Beale was a skilled rugby player who played the sport well into her 30s, almost to international level.
She even went by the nickname Inga the Winger, the same one given to former All Black Va’aiga Tuigamala.
This was another reason why career goals were not her top priority, she said.
“I never did have any [career goals],” she notes. “I started off the first 10 or so years of my professional life much more interested in sport than having a career, so I’ve never really focused on it.
“I’ve never planned my career - I’ve just been lucky enough to be in the right place at the right time and importantly, had the courage to take an opportunity when it’s come along.
“I’ve had the opportunity to move countries several times, and I’ve taken it, and each time I’ve taken on an opportunity I’ve learned something new, some new experience, and it’s led to the next opportunity coming along.”
Courage was crucial, she said, in making that next step.
“Not being scared to go outside of your comfort zone,” she explains. “Any job that seems the scariest job of all to my mind is almost the right one to take.”
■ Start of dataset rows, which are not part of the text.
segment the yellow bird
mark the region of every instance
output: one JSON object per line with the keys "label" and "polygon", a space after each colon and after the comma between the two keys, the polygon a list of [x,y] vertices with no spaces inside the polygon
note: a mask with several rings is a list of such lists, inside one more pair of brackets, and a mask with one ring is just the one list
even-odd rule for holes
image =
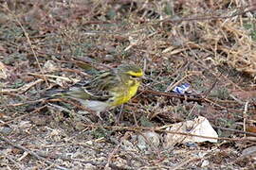
{"label": "yellow bird", "polygon": [[78,82],[64,91],[48,91],[46,96],[68,97],[80,101],[86,109],[101,112],[128,102],[137,91],[143,71],[134,64],[123,64],[101,72],[86,82]]}

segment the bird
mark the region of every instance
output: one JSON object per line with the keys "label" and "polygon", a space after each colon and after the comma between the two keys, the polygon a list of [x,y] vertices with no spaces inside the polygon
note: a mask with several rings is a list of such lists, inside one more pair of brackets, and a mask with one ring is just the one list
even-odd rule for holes
{"label": "bird", "polygon": [[49,90],[45,96],[77,100],[102,120],[101,112],[127,103],[136,95],[143,74],[136,64],[121,64],[101,71],[89,80],[81,80],[66,90]]}

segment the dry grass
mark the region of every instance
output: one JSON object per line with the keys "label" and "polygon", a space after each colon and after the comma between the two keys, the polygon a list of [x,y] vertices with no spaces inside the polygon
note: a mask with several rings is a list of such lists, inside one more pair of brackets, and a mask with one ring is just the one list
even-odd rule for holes
{"label": "dry grass", "polygon": [[[255,7],[249,0],[2,2],[0,167],[255,168],[253,156],[241,156],[255,139],[246,143],[239,133],[218,128],[227,138],[218,144],[143,151],[132,128],[203,115],[215,127],[255,132]],[[127,62],[146,78],[129,104],[105,114],[104,128],[72,102],[56,109],[60,102],[40,99],[53,86]],[[192,94],[172,93],[185,82]],[[111,128],[119,111],[129,128]]]}

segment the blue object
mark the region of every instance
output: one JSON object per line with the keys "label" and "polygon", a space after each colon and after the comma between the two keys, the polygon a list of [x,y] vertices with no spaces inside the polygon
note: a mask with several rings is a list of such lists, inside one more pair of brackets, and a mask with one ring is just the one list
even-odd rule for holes
{"label": "blue object", "polygon": [[184,94],[185,93],[190,93],[189,92],[190,87],[191,85],[189,83],[184,83],[184,84],[174,87],[173,92],[178,94]]}

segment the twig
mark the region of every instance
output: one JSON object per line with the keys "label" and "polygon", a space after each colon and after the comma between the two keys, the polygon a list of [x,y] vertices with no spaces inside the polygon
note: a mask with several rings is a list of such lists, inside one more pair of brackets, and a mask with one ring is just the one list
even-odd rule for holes
{"label": "twig", "polygon": [[[156,132],[165,132],[165,133],[171,133],[171,134],[178,134],[178,135],[184,135],[184,136],[194,136],[199,138],[206,138],[206,139],[215,139],[215,140],[226,140],[226,141],[238,141],[238,142],[255,142],[255,140],[250,139],[241,139],[241,138],[216,138],[216,137],[210,137],[210,136],[202,136],[202,135],[195,135],[191,133],[185,133],[185,132],[177,132],[177,131],[170,131],[170,130],[164,130],[161,129],[161,128],[146,128],[146,127],[119,127],[119,126],[101,126],[101,125],[88,125],[83,124],[84,127],[90,127],[90,128],[110,128],[110,129],[116,129],[116,130],[132,130],[132,131],[141,131],[141,130],[154,130]],[[256,135],[256,133],[251,133]]]}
Beale last year became the first woman and the first openly bisexual person to be named number one in the OUTstanding & FT Leading LGBT executive power list.
She has already made huge changes to the historic institution, which, when you consider that women weren’t even admitted to the market’s underwriting room until 1972 seem all the more progressive.
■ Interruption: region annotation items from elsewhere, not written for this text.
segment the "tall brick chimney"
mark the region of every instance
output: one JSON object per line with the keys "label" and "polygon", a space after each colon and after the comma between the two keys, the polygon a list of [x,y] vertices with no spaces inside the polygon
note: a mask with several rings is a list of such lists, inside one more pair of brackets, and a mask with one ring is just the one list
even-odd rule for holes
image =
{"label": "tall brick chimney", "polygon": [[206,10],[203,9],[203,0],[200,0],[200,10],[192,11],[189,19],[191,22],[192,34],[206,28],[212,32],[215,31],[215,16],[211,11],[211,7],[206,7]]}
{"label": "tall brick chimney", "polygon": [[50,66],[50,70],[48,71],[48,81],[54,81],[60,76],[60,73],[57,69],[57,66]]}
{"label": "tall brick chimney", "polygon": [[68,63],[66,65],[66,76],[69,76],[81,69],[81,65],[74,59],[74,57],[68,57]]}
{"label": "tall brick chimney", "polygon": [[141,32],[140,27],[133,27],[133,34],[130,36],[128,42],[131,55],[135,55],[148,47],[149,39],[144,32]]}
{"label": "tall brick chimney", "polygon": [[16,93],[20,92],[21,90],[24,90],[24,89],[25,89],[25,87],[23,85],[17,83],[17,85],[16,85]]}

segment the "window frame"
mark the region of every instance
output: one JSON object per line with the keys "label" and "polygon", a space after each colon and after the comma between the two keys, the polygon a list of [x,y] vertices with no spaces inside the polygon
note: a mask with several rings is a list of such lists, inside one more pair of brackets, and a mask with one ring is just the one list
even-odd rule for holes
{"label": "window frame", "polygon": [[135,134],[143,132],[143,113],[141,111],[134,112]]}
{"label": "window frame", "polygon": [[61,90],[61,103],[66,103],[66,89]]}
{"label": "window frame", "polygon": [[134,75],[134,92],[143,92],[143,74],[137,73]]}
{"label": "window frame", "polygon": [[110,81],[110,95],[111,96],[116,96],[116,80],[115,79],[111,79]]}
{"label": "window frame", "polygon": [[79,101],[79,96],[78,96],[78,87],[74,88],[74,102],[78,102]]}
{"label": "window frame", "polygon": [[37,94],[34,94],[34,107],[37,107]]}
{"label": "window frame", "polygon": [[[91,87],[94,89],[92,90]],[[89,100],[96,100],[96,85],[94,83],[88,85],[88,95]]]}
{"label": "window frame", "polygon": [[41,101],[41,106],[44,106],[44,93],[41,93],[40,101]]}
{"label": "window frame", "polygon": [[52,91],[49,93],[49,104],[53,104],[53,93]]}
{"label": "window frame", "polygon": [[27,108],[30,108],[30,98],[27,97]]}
She has been instrumental in the launch of several initiatives at Lloyd’s including Pride@Lloyd’s, an internal LGBT employee resource group, and has supported LGBT insurance employee network LINK.
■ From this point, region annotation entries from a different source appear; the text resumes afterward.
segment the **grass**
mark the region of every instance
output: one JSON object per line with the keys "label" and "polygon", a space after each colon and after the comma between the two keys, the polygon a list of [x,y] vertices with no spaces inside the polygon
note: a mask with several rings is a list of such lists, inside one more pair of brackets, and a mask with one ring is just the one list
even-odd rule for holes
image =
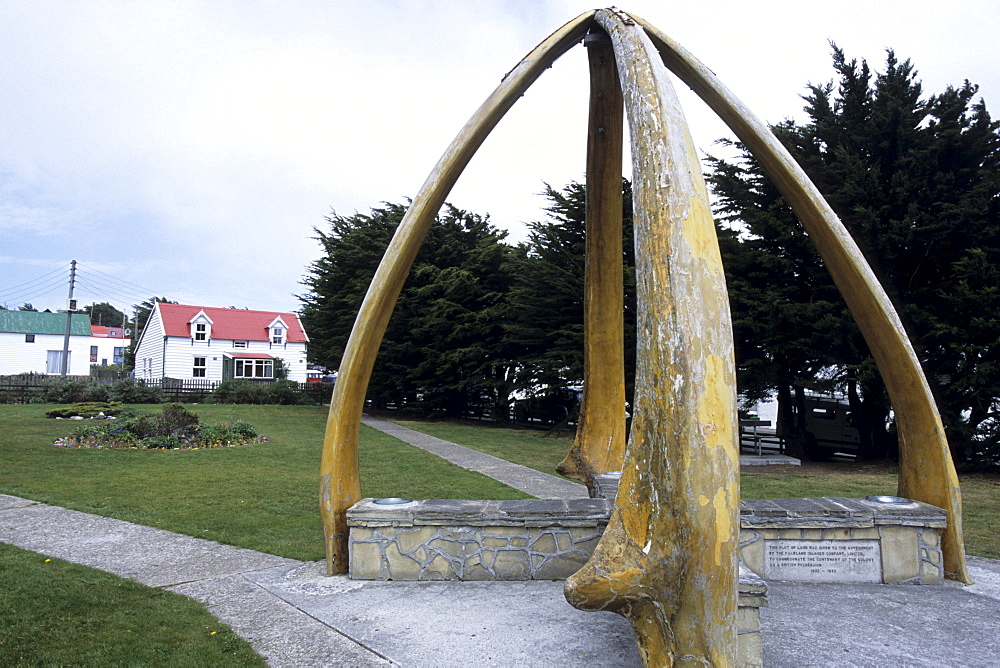
{"label": "grass", "polygon": [[[325,408],[189,405],[209,424],[249,422],[269,442],[183,451],[55,447],[78,423],[46,418],[49,408],[0,406],[0,493],[292,559],[323,558]],[[364,426],[359,451],[365,496],[527,498]]]}
{"label": "grass", "polygon": [[[158,451],[56,447],[78,423],[46,418],[49,408],[0,405],[0,493],[293,559],[323,557],[326,409],[192,405],[204,423],[247,421],[269,442]],[[359,451],[366,496],[528,498],[364,426]],[[264,665],[195,601],[4,543],[0,591],[0,665]]]}
{"label": "grass", "polygon": [[[396,420],[398,424],[437,436],[545,473],[569,451],[569,436],[545,432],[499,429],[473,423]],[[863,497],[895,494],[896,471],[887,464],[804,463],[801,467],[744,468],[741,491],[749,499],[784,499],[810,496]],[[779,470],[780,469],[780,470]],[[959,476],[963,497],[965,548],[969,554],[1000,559],[1000,475]]]}
{"label": "grass", "polygon": [[[244,420],[269,443],[187,451],[68,450],[75,423],[48,406],[0,405],[0,493],[302,560],[322,557],[319,458],[326,409],[189,406]],[[150,407],[140,407],[151,410]],[[547,473],[569,437],[461,423],[401,424]],[[411,498],[525,495],[362,427],[362,493]],[[810,464],[744,472],[748,497],[892,493],[885,466]],[[962,476],[970,554],[1000,558],[1000,476]],[[200,604],[0,543],[0,665],[262,665]]]}
{"label": "grass", "polygon": [[185,596],[0,543],[0,664],[264,666]]}

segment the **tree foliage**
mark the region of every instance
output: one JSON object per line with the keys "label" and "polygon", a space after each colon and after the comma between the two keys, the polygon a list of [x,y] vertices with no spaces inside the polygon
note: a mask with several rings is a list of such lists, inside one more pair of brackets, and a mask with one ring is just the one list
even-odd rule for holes
{"label": "tree foliage", "polygon": [[127,322],[125,314],[108,302],[93,303],[83,307],[83,312],[90,316],[90,324],[104,327],[122,327]]}
{"label": "tree foliage", "polygon": [[[632,189],[623,181],[622,250],[626,374],[635,376],[635,253]],[[528,223],[517,248],[507,335],[518,362],[521,389],[583,382],[583,294],[586,267],[586,185],[545,187],[548,220]],[[631,392],[629,392],[631,395]]]}
{"label": "tree foliage", "polygon": [[[300,296],[314,362],[337,368],[382,254],[406,213],[386,203],[369,214],[327,218],[323,256]],[[393,311],[369,385],[377,404],[422,402],[461,414],[486,400],[505,412],[509,355],[503,336],[512,249],[488,218],[445,205],[421,246]]]}
{"label": "tree foliage", "polygon": [[[631,189],[625,193],[626,349],[634,368],[635,281]],[[527,241],[449,205],[431,227],[389,322],[369,399],[426,412],[510,415],[515,390],[578,384],[583,377],[586,188],[546,186],[549,219]],[[310,358],[337,368],[368,285],[406,207],[327,218],[322,257],[301,295]],[[629,373],[628,378],[634,374]]]}
{"label": "tree foliage", "polygon": [[[892,51],[877,73],[834,45],[833,66],[836,84],[808,86],[808,121],[773,129],[893,301],[953,454],[995,459],[1000,124],[968,81],[924,98],[913,66]],[[893,442],[891,406],[868,349],[790,208],[737,147],[737,159],[711,160],[710,182],[724,222],[741,385],[789,397],[846,390],[862,455],[882,456]]]}

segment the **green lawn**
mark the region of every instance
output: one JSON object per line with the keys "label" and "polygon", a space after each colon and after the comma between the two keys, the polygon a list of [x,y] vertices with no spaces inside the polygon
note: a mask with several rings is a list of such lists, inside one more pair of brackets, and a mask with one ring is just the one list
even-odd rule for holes
{"label": "green lawn", "polygon": [[[293,559],[324,556],[319,460],[327,411],[188,406],[203,423],[250,422],[268,443],[185,451],[52,445],[76,421],[0,405],[0,493]],[[158,406],[136,406],[156,412]],[[362,493],[527,495],[362,427]],[[264,665],[188,598],[0,543],[0,665]]]}
{"label": "green lawn", "polygon": [[[323,558],[325,408],[189,405],[209,424],[250,422],[269,442],[179,451],[56,447],[78,423],[46,418],[50,408],[0,405],[0,493],[292,559]],[[359,451],[365,496],[527,498],[364,426]]]}
{"label": "green lawn", "polygon": [[[0,405],[0,493],[302,560],[323,556],[319,458],[326,409],[192,405],[203,422],[245,420],[269,443],[194,451],[69,450],[76,424],[52,406]],[[138,407],[155,411],[158,407]],[[466,423],[401,424],[545,472],[567,436]],[[524,494],[362,427],[362,493],[513,499]],[[755,498],[892,493],[887,467],[811,464],[744,472]],[[1000,476],[962,476],[970,554],[1000,558]],[[0,665],[260,665],[199,604],[0,543]]]}
{"label": "green lawn", "polygon": [[[546,473],[555,473],[556,464],[573,444],[569,436],[547,436],[544,431],[497,429],[467,422],[395,422]],[[783,499],[896,493],[896,474],[883,464],[806,463],[802,467],[780,469],[777,472],[771,467],[744,469],[740,481],[743,496]],[[966,551],[1000,559],[1000,475],[968,474],[959,479]]]}
{"label": "green lawn", "polygon": [[6,543],[0,592],[0,665],[266,665],[186,596]]}

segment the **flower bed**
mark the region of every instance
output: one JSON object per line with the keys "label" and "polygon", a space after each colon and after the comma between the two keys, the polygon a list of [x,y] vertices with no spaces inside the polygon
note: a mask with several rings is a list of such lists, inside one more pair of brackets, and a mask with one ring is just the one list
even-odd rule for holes
{"label": "flower bed", "polygon": [[82,424],[54,445],[65,448],[124,448],[194,450],[232,448],[267,443],[247,422],[199,424],[198,416],[179,404],[167,404],[158,414],[99,416]]}

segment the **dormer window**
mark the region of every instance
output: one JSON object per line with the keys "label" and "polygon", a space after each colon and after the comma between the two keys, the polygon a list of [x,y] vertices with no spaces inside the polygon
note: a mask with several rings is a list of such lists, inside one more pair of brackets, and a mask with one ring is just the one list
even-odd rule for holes
{"label": "dormer window", "polygon": [[210,342],[212,340],[212,319],[204,311],[188,321],[191,327],[191,340],[196,342]]}
{"label": "dormer window", "polygon": [[275,318],[267,326],[267,331],[271,335],[272,346],[282,346],[285,344],[285,339],[288,336],[288,325],[285,324],[284,320]]}

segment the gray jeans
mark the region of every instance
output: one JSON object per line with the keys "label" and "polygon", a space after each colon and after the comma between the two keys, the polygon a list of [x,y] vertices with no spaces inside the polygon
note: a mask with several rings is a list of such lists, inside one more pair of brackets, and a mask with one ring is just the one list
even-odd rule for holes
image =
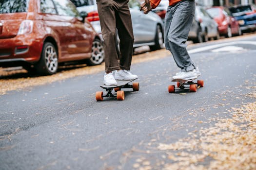
{"label": "gray jeans", "polygon": [[194,0],[183,0],[169,6],[164,19],[164,43],[181,71],[195,68],[185,44],[195,17]]}

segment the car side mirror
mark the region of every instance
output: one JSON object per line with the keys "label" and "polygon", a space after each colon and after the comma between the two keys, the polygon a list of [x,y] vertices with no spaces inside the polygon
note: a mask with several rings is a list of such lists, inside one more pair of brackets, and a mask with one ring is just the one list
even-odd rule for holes
{"label": "car side mirror", "polygon": [[84,22],[84,19],[85,18],[88,16],[88,14],[85,11],[81,11],[79,13],[79,16],[82,17],[82,22]]}

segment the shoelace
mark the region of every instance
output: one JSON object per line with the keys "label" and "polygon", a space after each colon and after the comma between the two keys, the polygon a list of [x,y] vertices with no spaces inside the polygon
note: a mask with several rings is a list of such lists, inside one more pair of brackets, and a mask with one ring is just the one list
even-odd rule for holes
{"label": "shoelace", "polygon": [[[112,76],[111,76],[111,75],[112,75]],[[106,76],[108,78],[111,80],[115,79],[115,78],[114,78],[113,74],[112,73],[108,73],[106,75]]]}
{"label": "shoelace", "polygon": [[123,71],[124,71],[124,72],[125,72],[125,73],[127,73],[128,74],[132,74],[128,70],[126,70],[125,69],[124,69]]}

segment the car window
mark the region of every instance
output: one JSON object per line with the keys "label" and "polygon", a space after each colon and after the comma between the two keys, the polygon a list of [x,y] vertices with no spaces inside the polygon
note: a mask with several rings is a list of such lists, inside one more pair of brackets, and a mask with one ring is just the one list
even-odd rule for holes
{"label": "car window", "polygon": [[224,9],[224,11],[225,11],[225,12],[227,14],[228,16],[231,16],[232,15],[231,14],[231,12],[228,8],[224,7],[223,9]]}
{"label": "car window", "polygon": [[78,7],[94,5],[93,0],[71,0],[71,1]]}
{"label": "car window", "polygon": [[76,6],[69,0],[53,0],[60,16],[78,17],[79,13]]}
{"label": "car window", "polygon": [[29,0],[0,0],[0,14],[27,12]]}
{"label": "car window", "polygon": [[212,17],[218,17],[219,14],[219,9],[218,8],[209,8],[207,9],[207,11]]}
{"label": "car window", "polygon": [[241,6],[237,7],[233,7],[230,9],[232,13],[239,13],[241,12],[252,12],[252,8],[250,5]]}
{"label": "car window", "polygon": [[57,12],[52,0],[40,0],[40,9],[45,14],[57,14]]}
{"label": "car window", "polygon": [[128,2],[129,7],[133,9],[140,9],[140,4],[137,0],[130,0]]}

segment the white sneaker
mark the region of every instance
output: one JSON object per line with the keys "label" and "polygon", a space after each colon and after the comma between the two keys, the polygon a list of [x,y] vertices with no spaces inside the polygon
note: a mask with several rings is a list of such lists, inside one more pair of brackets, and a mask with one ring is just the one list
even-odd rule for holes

She also helped start the international Insurance Supper Club for leading female executives.
This is all evidence of her commitment to invest in making Lloyd’s synonymous with modernity, which she says is key to attracting the new talent that the industry needs to remain viable in a rapidly changing world.
“We’re used to hiring the same types of people who have always worked in our sector,” she told
Insurance Business.
“We’re not very good at appealing to a new type of talent. We’re not seen as dynamic, modern or interesting, and that is the way we’re going to remain relevant, whether you’re an intermediary or an insurer, you have to bring in new talent with new ideas.
“[To do this] we have got to invest in making sure we are actually modern, because there is no point in putting out some words pretending that we are if we’re really not.
“That means we’ve got to change our working practices, we’ve got to make our work environment more appealing, we’ve got to understand how millennials work, as they have a whole different expectation about careers, they want much more flexibility, and they want to be entrepreneurial, so you’ve got to kind of build in an entrepreneurial angle, but making sure they stay within our sector.
“And we’ve got to ask them as well. I have a reverse mentor for instance, to keep me up to speed to think about how I need to act to keep Lloyd’s modern.
“The only people who know who are going to keep it modern is the next generation.”